# Alexandrov Ensemble flight crashed on way to Syria



## TG (Jul 28, 2014)

I saw the news this morning on Canadian newspaper Facebook Page, Alexandrov Ensemble is the official choir of formerly Soviet and now Russian army. Their plane went down into the Black Sea.

These men were amazing individuals, incredible talent, all of them did military service and have families to moirn them. 
I saw so many hateful comments by Canadians under this news story, that it's great that they died, they deserve it.
I have a personal connection to a member of this choir, seeing such sickening comments and so much hate really makes me angry. I won't forget it.
I won't post a link that includes the comments but here is a link to one of their performances.


----------



## rstanek (Nov 9, 2012)

Our prayers go out to them and their families...


----------



## Targetshooter (Dec 4, 2015)

my prayers will go out to there families


----------



## Slippy (Nov 14, 2013)

I don't know these people but why would Canadians hate them?



TG said:


> I saw the news this morning on Canadian newspaper Facebook Page, Alexandrov Ensemble is the official choir of formerly Soviet and now Russian army. Their plane went down into the Black Sea.
> 
> These men were amazing individuals, incredible talent, all of them did military service and have families to moirn them.
> I saw so many hateful comments by Canadians under this news story, that it's great that they died, they deserve it.
> ...


----------



## Denton (Sep 18, 2012)

That is a horrible loss. I've seen them on YouTube and enjoyed listening to them.
Prayers for their families and friends.


----------



## sideKahr (Oct 15, 2014)

Thoughs for their families. Terrible tragedy.


----------



## TG (Jul 28, 2014)

Slippy said:


> I don't know these people but why would Canadians hate them?


Because they hate putin and don't agree with the war in Syria. Never-mind that soldiers don't make policy, every 18 year-old male has to do military service and they all have families who miss them.


----------



## AnotherSOFSurvivor (Sep 7, 2016)

I guess canadians have rabid hateful turds akin to american liberals. Horrible loss...

sent from a paper cup and string via quantum wierdness


----------



## TG (Jul 28, 2014)

Canadians love Obama


----------



## inceptor (Nov 19, 2012)

TG said:


> Canadians love Obama


Figures.


----------



## azrancher (Dec 14, 2014)

Canadians love free handouts, 99% of Canucks are Libtards, and hate the world because it is so cold up there and we won't share our warm AZ desert heat with them...

*Rancher*


----------



## TG (Jul 28, 2014)

The Canadian representatives of the religion of peace left a lot of hateful comments too, not surprising. I need to stop reading comments.


----------



## inceptor (Nov 19, 2012)

TG said:


> The Canadian representatives of the religion of peace left a lot of hateful comments too, not surprising. I need to stop reading comments.
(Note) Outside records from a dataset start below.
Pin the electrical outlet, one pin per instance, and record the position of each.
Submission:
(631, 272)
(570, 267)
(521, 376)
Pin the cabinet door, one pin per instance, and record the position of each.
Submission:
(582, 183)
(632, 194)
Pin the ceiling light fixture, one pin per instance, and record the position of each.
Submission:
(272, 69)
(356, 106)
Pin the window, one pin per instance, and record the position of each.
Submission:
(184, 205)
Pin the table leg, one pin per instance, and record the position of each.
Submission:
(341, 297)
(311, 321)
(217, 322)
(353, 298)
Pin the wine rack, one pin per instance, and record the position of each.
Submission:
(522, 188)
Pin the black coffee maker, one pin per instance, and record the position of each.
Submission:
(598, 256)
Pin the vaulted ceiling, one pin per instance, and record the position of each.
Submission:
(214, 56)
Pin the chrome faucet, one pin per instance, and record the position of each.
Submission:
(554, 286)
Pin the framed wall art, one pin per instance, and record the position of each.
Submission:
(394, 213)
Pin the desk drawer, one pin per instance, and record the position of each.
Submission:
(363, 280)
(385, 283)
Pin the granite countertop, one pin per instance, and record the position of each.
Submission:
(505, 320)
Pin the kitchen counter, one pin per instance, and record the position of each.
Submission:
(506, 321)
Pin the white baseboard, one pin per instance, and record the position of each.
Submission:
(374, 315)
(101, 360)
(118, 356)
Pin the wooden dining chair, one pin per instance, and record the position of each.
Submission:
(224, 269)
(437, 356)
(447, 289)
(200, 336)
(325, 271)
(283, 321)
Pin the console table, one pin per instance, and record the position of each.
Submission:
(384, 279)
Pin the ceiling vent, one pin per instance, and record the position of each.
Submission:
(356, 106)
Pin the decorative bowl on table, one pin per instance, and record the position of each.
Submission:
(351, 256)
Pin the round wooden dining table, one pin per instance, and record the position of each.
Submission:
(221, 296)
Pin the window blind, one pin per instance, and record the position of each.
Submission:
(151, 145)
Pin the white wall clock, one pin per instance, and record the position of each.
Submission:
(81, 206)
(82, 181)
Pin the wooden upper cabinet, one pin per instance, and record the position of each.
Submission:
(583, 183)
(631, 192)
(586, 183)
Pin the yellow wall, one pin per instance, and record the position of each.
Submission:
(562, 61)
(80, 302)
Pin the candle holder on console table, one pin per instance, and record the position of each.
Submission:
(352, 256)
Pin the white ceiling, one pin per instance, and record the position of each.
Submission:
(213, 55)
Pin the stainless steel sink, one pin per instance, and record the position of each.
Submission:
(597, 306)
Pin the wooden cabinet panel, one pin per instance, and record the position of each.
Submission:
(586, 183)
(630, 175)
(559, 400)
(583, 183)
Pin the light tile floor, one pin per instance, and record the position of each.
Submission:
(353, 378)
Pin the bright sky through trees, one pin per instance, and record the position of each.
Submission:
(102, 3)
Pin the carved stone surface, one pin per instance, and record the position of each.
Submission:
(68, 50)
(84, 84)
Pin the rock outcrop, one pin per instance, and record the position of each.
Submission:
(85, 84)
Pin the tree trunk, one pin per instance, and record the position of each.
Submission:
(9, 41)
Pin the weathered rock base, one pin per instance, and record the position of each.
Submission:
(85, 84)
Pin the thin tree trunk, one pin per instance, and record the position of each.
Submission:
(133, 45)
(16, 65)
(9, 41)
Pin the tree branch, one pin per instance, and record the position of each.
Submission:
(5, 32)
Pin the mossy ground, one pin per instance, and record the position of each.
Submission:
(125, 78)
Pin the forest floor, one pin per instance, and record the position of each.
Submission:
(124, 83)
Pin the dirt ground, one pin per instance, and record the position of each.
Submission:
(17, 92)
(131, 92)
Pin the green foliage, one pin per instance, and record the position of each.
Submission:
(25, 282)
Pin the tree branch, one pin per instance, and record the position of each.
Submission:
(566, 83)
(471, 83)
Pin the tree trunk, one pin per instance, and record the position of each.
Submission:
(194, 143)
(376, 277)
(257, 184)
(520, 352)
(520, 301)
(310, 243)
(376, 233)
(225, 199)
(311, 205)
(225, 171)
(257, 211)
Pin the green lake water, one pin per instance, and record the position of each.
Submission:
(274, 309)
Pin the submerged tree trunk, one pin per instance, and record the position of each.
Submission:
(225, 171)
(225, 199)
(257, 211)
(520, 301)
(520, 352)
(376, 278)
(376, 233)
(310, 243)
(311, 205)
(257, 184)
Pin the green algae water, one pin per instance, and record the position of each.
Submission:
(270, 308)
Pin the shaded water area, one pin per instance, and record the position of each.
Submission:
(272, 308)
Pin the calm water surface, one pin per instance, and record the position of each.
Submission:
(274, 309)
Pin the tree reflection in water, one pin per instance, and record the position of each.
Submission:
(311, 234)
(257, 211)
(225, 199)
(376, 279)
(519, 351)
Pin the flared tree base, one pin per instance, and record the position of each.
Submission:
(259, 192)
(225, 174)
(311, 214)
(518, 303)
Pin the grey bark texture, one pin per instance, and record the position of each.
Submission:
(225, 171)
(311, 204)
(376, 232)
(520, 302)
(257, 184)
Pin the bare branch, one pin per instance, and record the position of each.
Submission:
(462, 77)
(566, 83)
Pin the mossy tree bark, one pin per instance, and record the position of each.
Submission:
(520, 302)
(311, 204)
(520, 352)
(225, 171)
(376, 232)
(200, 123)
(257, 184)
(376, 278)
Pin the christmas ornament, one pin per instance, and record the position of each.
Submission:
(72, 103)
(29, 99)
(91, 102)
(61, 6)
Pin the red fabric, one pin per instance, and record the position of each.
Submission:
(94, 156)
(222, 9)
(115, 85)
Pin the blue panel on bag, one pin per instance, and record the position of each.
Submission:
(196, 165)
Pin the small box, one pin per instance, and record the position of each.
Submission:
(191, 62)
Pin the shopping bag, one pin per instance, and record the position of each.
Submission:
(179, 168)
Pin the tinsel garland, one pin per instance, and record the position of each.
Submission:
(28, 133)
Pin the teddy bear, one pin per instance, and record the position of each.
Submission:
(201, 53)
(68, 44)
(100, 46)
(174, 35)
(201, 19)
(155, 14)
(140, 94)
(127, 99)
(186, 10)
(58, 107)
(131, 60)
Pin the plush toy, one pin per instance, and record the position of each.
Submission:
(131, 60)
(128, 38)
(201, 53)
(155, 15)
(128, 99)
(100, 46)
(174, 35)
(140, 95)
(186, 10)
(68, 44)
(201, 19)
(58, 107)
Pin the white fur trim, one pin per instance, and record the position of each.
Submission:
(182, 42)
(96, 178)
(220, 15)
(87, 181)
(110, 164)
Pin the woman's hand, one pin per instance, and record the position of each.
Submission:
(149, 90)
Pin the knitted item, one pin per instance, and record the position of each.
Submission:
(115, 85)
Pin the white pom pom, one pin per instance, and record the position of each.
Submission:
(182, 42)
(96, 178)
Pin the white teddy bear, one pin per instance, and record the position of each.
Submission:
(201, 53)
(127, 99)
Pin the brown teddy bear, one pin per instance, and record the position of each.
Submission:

They just hate everyone and have convinced the left that they should too.

What a surprise they left will have when they too become a target when the peaceful people go full out on them.


----------



## SOCOM42 (Nov 9, 2012)

TG said:


> Canadians love Obama


This statement proves they are perverted.

I know, I have relatives in Canada, they fit the leftist mold.
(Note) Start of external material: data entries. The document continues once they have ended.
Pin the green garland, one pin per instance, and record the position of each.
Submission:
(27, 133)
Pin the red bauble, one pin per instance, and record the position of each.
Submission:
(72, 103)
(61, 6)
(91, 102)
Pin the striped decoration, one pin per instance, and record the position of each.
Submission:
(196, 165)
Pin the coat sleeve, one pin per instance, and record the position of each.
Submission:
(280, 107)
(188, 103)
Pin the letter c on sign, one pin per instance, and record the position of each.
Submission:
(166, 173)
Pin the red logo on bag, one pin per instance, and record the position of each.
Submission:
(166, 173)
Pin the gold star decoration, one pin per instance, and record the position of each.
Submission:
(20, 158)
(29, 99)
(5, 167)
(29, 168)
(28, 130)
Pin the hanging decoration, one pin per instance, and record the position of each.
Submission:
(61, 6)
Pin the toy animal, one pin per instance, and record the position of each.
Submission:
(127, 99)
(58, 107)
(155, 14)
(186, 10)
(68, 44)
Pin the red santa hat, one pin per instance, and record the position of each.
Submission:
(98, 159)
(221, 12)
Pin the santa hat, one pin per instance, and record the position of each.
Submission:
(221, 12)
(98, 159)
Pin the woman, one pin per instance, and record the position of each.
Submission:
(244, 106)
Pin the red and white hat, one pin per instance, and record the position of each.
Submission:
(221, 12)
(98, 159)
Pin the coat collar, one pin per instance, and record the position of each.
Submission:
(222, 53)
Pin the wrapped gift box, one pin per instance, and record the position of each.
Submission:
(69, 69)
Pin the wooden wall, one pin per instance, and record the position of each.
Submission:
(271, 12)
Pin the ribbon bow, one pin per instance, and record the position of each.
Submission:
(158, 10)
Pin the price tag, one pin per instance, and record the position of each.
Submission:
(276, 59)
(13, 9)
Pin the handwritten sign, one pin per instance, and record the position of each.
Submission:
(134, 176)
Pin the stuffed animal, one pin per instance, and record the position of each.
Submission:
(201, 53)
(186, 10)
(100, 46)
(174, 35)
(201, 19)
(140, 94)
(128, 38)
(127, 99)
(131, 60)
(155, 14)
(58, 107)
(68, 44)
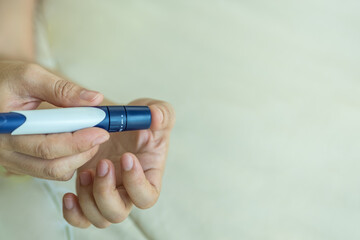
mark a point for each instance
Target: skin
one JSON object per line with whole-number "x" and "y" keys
{"x": 114, "y": 170}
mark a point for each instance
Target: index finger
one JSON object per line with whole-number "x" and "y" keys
{"x": 162, "y": 113}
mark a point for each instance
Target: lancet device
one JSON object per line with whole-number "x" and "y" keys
{"x": 46, "y": 121}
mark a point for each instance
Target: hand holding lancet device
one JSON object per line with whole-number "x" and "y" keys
{"x": 110, "y": 118}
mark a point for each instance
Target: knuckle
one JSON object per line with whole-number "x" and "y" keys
{"x": 54, "y": 172}
{"x": 101, "y": 225}
{"x": 117, "y": 218}
{"x": 29, "y": 70}
{"x": 43, "y": 150}
{"x": 63, "y": 88}
{"x": 147, "y": 205}
{"x": 102, "y": 192}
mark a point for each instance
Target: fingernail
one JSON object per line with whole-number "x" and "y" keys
{"x": 85, "y": 178}
{"x": 127, "y": 162}
{"x": 69, "y": 204}
{"x": 88, "y": 95}
{"x": 100, "y": 140}
{"x": 161, "y": 114}
{"x": 102, "y": 169}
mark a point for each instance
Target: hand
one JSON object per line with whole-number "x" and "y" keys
{"x": 56, "y": 156}
{"x": 126, "y": 170}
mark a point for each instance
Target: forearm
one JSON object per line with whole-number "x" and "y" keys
{"x": 17, "y": 29}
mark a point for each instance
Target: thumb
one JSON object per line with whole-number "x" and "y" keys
{"x": 48, "y": 87}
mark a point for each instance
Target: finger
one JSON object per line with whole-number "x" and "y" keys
{"x": 46, "y": 86}
{"x": 53, "y": 146}
{"x": 61, "y": 169}
{"x": 143, "y": 193}
{"x": 162, "y": 113}
{"x": 73, "y": 213}
{"x": 114, "y": 204}
{"x": 87, "y": 201}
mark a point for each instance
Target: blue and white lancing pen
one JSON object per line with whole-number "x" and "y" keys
{"x": 110, "y": 118}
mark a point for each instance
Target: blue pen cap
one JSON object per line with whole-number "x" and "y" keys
{"x": 126, "y": 118}
{"x": 138, "y": 117}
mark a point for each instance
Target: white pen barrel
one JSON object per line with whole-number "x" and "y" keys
{"x": 59, "y": 120}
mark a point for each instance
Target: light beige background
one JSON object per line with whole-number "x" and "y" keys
{"x": 267, "y": 95}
Sad, though that those guys were lost, a piece of their culture gone.

Can be likened to the Glenn Miller loss in WW2, they will be missed.
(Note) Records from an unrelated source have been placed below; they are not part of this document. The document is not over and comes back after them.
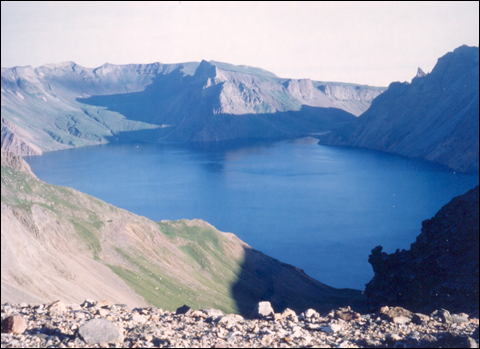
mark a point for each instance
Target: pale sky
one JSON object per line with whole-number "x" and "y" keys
{"x": 373, "y": 43}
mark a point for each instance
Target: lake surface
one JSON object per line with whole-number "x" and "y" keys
{"x": 320, "y": 208}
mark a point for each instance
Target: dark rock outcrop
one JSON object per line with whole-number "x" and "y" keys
{"x": 441, "y": 268}
{"x": 434, "y": 117}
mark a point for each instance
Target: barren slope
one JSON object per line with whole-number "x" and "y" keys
{"x": 60, "y": 243}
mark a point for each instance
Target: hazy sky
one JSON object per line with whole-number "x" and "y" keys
{"x": 371, "y": 43}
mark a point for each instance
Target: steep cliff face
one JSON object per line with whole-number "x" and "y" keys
{"x": 60, "y": 243}
{"x": 441, "y": 268}
{"x": 65, "y": 105}
{"x": 436, "y": 117}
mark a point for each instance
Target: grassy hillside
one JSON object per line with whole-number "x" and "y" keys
{"x": 168, "y": 263}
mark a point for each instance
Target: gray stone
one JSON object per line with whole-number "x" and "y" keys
{"x": 212, "y": 312}
{"x": 442, "y": 315}
{"x": 332, "y": 328}
{"x": 100, "y": 331}
{"x": 310, "y": 313}
{"x": 14, "y": 324}
{"x": 139, "y": 318}
{"x": 419, "y": 318}
{"x": 184, "y": 310}
{"x": 392, "y": 337}
{"x": 459, "y": 319}
{"x": 263, "y": 310}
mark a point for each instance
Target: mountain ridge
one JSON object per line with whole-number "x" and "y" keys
{"x": 65, "y": 105}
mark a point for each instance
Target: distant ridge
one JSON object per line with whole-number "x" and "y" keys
{"x": 435, "y": 117}
{"x": 65, "y": 105}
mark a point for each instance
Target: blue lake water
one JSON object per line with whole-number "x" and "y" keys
{"x": 320, "y": 208}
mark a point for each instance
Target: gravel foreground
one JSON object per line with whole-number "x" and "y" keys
{"x": 103, "y": 324}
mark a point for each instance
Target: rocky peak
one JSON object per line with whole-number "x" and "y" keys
{"x": 420, "y": 73}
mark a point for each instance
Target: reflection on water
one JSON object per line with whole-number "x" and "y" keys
{"x": 319, "y": 208}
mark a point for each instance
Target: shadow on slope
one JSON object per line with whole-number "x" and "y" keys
{"x": 263, "y": 278}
Regardless of politics, the guys at the bottom only follow orders, do not make policy.


----------



## Prepared One (Nov 5, 2014)

The Canadian liberal socialist are no different then ours here in the states. Hypocritical bastards one and all. My thoughts are with the families of those lost.


----------



## TG (Jul 28, 2014)

Latest http://rbth.com/politics_and_society/2016/12/25/what-caused-the-tu-154-crash_668056


----------



## Urinal Cake (Oct 19, 2013)

That's a terrible loss, especially at Christmas 
These weren't killing soldiers but if they were, so what. There are mothers, fathers sisters brothers husbands and wives hurting right now.


----------



## SDF880 (Mar 28, 2013)

Things that make you go hummmm? Good weather, good airplane, good crew and it crashes less than 7 minutes
after takeoff. The TU-154 looks somewhat similar to the 727 with 3 engines clustered at the back and a wider gear stance. 
Sad! I hope the recorders survived!


----------



## Mad Trapper (Feb 12, 2014)

Very sad news. I seems all were lost.

The Left Winged Parrot MSM seems to have ignored this (they are in a bunch about Carrie Fisher), and spiteful hate at Christmas from "tolerant" liberals and "the religion of peace" does not surprise me. I searched and found some news from foreign sources.

I hope that faith in our Lord can comfort their families.


----------



## Slippy (Nov 14, 2013)

TG said:


> Canadians love Obama


Anybody who loves him is obviously mentally ill and a marxist/socialist/communist.


----------



## TG (Jul 28, 2014)

Mad Trapper said:


> Very sad news. I seems all were lost.
> 
> The Left Winged Parrot MSM seems to have ignored this (they are in a bunch about Carrie Fisher), and spiteful hate at Christmas from "tolerant" liberals and "the religion of peace" does not surprise me. I searched and found some news from foreign sources.
> 
> I hope that faith in our Lord can comfort their families.


Thankfully, not all were lost because the dance part of the ensemble didn't board the plane and 2 singers didn't either. But yes, there were no crash survivors, so much loss.
Listening to their performances all day today with my family.


----------



## 6811 (Jan 2, 2013)

What a waste of talent... Those folks served their Military and still serving by way of music...


----------